Pablo Mastoreni didn’t set out to be a manager.
It was the winter of 2013. FC Dallas was looking for a coach, and the then-Colorado Rapids manager Oscar Pareja — who had spent fourteen years in Dallas before moving to Colorado — wanted the job.
The interest was mutual. Pareja was a rising star in the MLS coaching ranks, known already for his player development skills and ability to mold young teams. Dallas was a young team, and Pareja wanted to come home. It was a perfect fit.
But with Pareja still under contract in Colorado, the Rapids fought the move tooth and nail. The saga dragged into the new year until Pareja finally was allowed to resign and sign with Dallas in exchange for the Rapids receiving Dallas’ first round draft pick and allocation money.
Enter Mastroeni. The Rapids legend had just retired after playing the 2013 season with the LA Galaxy, and was planning on rejoining Colorado in some capacity for the 2014 season. When Pareja left, with his club in a pinch, Mastroeni was made interim manager.
Mastroeni’s coaching career should have ended there. But the Rapids took no serious steps towards hiring a permanent manager in the following two months, and in March — with the season a week away — Mastroeni was thrown into the deep end.
With zero coaching experience, five months after the end of his playing career, he was named the permanent coach.
It was, predictably, a disaster. Mastroeni inherited a playoff team full of promising young players, but by the end of his first season in charge, the roster was a mess and the Rapids had finished next-to-last in the Western Conference.
2015 was even worse.
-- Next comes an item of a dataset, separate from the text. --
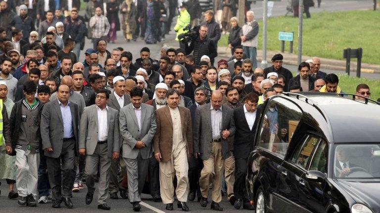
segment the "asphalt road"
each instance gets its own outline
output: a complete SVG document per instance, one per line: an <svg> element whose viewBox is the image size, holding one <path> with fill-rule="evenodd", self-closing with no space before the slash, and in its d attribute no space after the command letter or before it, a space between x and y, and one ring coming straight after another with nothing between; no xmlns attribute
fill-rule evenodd
<svg viewBox="0 0 380 213"><path fill-rule="evenodd" d="M84 189L81 190L79 192L73 193L73 202L74 209L71 210L67 209L63 203L61 204L60 209L53 209L51 208L52 202L48 200L48 203L45 204L38 204L37 207L29 207L21 206L17 204L17 200L10 200L8 199L8 187L4 180L1 180L1 185L0 189L1 190L1 196L0 196L0 212L1 213L14 213L17 212L25 212L28 213L100 213L109 212L104 210L97 209L97 203L96 202L97 193L96 190L94 194L93 202L90 205L86 205L85 197L87 193L86 186ZM120 198L118 200L111 200L108 198L107 200L107 204L111 207L111 211L113 213L133 212L132 205L129 203L129 200L123 200ZM165 205L162 203L154 203L152 201L150 195L142 194L142 202L141 203L142 213L175 213L183 212L177 208L177 201L174 203L174 210L169 211L165 209ZM196 212L197 213L210 213L211 201L209 201L209 204L206 208L201 207L199 203L196 202L188 202L187 203L190 212ZM224 212L239 212L242 213L253 213L252 211L248 211L240 209L239 210L235 210L229 202L227 201L227 197L222 197L222 201L221 203L221 207L224 209Z"/></svg>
Colorado finished bottom of the Western Conference, winning just nine times all year and scoring less than a goal per game. The soccer was unwatchable, the team was irrelevant, and there appeared to be no coherent vision for its future.
Mastroeni plainly had no idea what he was doing. Many of the players emerging under Pareja — Dillon Powers, Chris Klute, Clint Irwin, DeShorn Brown — were either benched or shipped out and replaced with journeymen veterans like Kevin Doyle and Sean St. Ledger.
And if that wasn’t bad enough, the Rapids were playing the most regressive soccer in the league — regularly, even at home, sitting ten players behind the ball and breaking out only sporadically.
But instead of parting ways with Mastroeni after 2015, the Rapids doubled down on him. To help the offense, they brought on former Portland Timbers manager John Spencer — that paragon of beautiful attacking soccer — as an assistant coach, and started splashing the cash.
2016 was a charmed year. Behind a phenomenal defense — bolstered midyear by the addition of Tim Howard — the Rapids finished second in the Western Conference and came within a game of MLS Cup.
The run bought Mastroeni time. But it didn’t do much more than that. The Rapids were still playing ugly soccer, they were still the second-lowest scoring team in the league, and they’d gone a crazy 13-4 in one-goal games.
The success wasn’t sustainable, and, sure enough, the Rapids have come crashing back down to earth this season. With twelve games to play, they’re tenth in the West with the second-worst offense in the league.
In May, the Rapids traded two of their most reliable players, Sam Cronin and Marc Burch, to Minnesota United for squad players Josh Gatt and Mohammad Saied in some sort of a bizarre, roundabout effort to “change their style of play.”
Like most everything Mastroeni has done since he took over three-and-a-half years ago, it made zero sense.
Fittingly, Mastroeni’s most notable moment of this season came in the form of an epic rant against analytics after his team beat Sporting Kansas City at the end of May, a rant that ended with the line, “stats will lose to the human spirit every time.”
It was vintage Pablo: fiery, stubborn, and deeply felt. Those traits made him a great player, and they unquestionably rubbed off on his team last season. But while heart can certainly help you win soccer games, it isn’t a replacement for talent or sound direction.
Mastroeni has been and may be again a great servant to the Colorado Rapids. He poured everything he had into his job. But after almost four years, the club ran out of patience with being a laughingstock.
Mastroeni can’t say he wasn’t given ample time to build a winner. In fact, he was probably given far too much time. The fact that he was hired in the first place says plenty about a franchise that has been one of MLS’ worst-run in this decade.
Colorado can increase their footprint in Denver and bring better crowds out to their suburb. They can revitalize their franchise. It just wasn’t going to happen under Mastroeni — and while it took almost four years, the Rapids finally came to the same conclusion.